In de overwegingen van de uitspraak stelt verzoeker dat hij is geboren in [1973] en de Soedanese nationaliteit heeft. De voorzieningenrechter heeft in een andere uitspraak, zaaknummer NL20.7748, het beroep in de bodemzaak ongegrond verklaard. Gezien deze uitspraak heeft de voorzieningenrechter het verzoek om voorlopige voorziening afgewezen, omdat er geen noodzaak meer was voor een voorlopige voorziening. Tevens is er geen aanleiding voor een proceskostenveroordeling. De uitspraak is gedaan door mr. L.M. Reijnierse, in aanwezigheid van griffier mr. A. Vranken. Vanwege coronamaatregelen is de uitspraak niet op een openbare zitting gedaan, maar zal deze alsnog openbaar worden uitgesproken zodra dat weer mogelijk is.

Uitspraak

uitspraak

RECHTBANK DEN HAAG

Zittingsplaats Utrecht Bestuursrecht zaaknummer: NL20.7749
uitspraak van de voorzieningenrechter in de zaak tussen

[verzoeker] , verzoeker V-nummer: [V-nummer]

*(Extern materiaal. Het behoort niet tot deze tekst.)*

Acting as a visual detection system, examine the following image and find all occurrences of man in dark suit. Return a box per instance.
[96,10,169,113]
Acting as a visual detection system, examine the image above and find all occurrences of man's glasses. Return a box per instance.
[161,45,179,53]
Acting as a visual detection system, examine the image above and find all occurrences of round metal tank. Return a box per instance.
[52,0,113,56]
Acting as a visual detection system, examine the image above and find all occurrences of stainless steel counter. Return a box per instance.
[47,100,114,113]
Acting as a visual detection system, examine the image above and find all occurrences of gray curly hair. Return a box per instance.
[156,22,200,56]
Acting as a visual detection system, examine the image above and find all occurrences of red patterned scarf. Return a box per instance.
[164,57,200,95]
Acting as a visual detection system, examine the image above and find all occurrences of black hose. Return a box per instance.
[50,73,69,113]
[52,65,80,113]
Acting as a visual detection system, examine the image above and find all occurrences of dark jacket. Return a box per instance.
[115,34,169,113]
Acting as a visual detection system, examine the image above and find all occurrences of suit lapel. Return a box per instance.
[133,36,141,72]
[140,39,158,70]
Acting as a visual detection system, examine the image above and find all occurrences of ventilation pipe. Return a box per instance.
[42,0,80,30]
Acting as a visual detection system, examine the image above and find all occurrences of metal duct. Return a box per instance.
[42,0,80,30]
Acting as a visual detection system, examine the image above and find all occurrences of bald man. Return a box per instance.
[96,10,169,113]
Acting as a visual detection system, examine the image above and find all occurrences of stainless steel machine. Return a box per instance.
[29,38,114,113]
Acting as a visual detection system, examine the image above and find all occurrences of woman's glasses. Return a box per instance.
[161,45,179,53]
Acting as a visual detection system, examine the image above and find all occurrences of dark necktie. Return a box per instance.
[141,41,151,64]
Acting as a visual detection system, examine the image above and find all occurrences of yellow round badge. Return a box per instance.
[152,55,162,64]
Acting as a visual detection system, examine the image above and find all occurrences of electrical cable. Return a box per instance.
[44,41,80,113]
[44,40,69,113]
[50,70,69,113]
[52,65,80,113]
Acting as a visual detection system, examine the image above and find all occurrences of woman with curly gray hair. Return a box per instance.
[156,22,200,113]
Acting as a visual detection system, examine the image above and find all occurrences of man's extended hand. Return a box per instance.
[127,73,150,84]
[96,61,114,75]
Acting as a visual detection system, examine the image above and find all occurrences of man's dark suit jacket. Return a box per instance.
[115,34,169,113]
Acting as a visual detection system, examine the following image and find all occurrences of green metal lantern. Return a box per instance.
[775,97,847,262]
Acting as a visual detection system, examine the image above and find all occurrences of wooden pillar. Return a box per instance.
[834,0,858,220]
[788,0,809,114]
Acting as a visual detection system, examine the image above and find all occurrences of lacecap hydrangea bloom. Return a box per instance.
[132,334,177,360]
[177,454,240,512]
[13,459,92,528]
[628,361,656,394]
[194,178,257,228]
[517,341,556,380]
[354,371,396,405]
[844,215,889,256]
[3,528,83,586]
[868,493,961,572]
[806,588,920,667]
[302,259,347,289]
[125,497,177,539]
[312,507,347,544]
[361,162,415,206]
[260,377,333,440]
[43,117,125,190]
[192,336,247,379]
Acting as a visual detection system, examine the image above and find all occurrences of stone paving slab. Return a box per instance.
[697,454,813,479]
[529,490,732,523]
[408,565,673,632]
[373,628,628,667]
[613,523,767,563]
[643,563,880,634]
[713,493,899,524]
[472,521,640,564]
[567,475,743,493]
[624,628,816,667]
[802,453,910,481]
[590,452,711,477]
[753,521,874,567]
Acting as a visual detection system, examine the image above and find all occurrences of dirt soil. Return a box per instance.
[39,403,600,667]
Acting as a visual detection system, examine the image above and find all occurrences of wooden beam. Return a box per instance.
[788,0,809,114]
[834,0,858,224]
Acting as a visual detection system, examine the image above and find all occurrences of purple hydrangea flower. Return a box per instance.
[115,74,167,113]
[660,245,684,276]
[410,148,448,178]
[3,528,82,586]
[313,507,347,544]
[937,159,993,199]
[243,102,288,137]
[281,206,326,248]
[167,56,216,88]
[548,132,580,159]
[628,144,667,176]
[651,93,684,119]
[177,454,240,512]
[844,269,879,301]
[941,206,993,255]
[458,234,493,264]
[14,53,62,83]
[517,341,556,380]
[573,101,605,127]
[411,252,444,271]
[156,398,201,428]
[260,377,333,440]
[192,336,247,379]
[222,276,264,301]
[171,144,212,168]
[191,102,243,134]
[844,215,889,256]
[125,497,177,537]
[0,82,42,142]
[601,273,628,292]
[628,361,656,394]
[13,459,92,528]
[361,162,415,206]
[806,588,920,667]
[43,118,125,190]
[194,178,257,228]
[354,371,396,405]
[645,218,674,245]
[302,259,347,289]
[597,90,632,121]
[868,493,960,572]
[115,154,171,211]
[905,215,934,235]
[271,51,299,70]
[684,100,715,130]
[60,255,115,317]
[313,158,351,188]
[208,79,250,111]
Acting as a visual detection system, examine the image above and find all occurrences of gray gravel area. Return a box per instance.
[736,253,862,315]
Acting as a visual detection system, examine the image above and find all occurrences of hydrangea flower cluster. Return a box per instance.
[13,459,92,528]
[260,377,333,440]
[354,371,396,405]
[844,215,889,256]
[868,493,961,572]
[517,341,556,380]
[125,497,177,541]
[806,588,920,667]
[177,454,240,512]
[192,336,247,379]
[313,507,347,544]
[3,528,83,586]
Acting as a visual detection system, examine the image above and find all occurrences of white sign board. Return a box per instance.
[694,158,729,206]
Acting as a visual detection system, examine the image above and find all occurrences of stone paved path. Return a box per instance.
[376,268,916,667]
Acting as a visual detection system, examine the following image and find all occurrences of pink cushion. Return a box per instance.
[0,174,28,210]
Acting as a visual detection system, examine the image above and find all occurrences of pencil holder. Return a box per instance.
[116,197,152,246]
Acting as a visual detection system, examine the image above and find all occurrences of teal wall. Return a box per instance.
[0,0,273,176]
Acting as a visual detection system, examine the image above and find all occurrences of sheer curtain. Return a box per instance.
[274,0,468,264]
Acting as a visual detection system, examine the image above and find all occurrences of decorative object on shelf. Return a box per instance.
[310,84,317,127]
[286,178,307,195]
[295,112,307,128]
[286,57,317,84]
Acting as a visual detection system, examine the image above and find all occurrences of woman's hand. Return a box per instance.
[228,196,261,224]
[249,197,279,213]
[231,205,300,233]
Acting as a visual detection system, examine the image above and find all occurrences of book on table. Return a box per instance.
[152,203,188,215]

(gemachtigde: mr. L.M. Ligtvoet-van Tuijn), en
de Staatssecretaris van Justitie en Veiligheid, verweerder (gemachtigde: mr. D. Reimerink).

Procesverloop

Bij besluit van 27 maart 2020 (het bestreden besluit) heeft verweerder de aanvraag van verzoeker tot het verlenen van een verblijfsvergunning asiel voor bepaalde tijd niet in behandeling genomen op de grond dat Duitsland verantwoordelijk is voor de behandeling daarvan.
Verzoeker heeft tegen het bestreden besluit beroep ingesteld. Hij heeft verder de voorzieningenrechter verzocht om een voorlopige voorziening te treffen.
Verweerder heeft een verweerschrift ingediend.
De voorzieningenrechter heeft partijen op 24 april 2020 per brief geïnformeerd over haar voornemen om de zaak buiten zitting af te doen. Als één van de partijen wel een zitting wilde, moesten zij dit voor 1 mei 2020 om 17:00 uur aan de voorzieningenrechter laten weten. Geen van de partijen heeft aangegeven dat zij een zitting noodzakelijk vinden.
Op grond van artikel 8:83, vierde lid, van de Algemene wet bestuursrecht (Awb) heeft de voorzieningenrechter bepaald dat een onderzoek ter zitting achterwege blijft.

Overwegingen

Verzoeker stelt dat hij is geboren op [1973] en dat hij de Soedanese nationaliteit heeft.
Bij uitspraak van vandaag, zaaknummer NL20.7748, heeft de rechtbank het beroep in de bodemzaak waarover dit verzoek om voorlopige voorziening gaat ongegrond verklaard.
3. De voorzieningenrechter wijst daarom het verzoek om voorlopige voorziening af. Omdat de rechtbank het beroep ongegrond heeft verklaard, is namelijk geen voorlopige voorziening meer nodig.
4. Voor een proceskostenveroordeling bestaat geen aanleiding.

Beslissing

De voorzieningenrechter wijst het verzoek om voorlopige voorziening af.
Deze uitspraak is gedaan door mr. L.M. Reijnierse, voorzieningenrechter, in aanwezigheid van mr. A. Vranken, griffier.
Als gevolg van maatregelen rondom het coronavirus is deze uitspraak niet uitgesproken op een openbare uitsprakenzitting. Zodra het openbaar uitspreken weer mogelijk is, wordt deze uitspraak, voor zover nodig, alsnog in het openbaar uitgesproken.
18 mei 2020

Documentcode: [documentcode]

Rechtsmiddel

Tegen deze uitspraak staat geen rechtsmiddel open.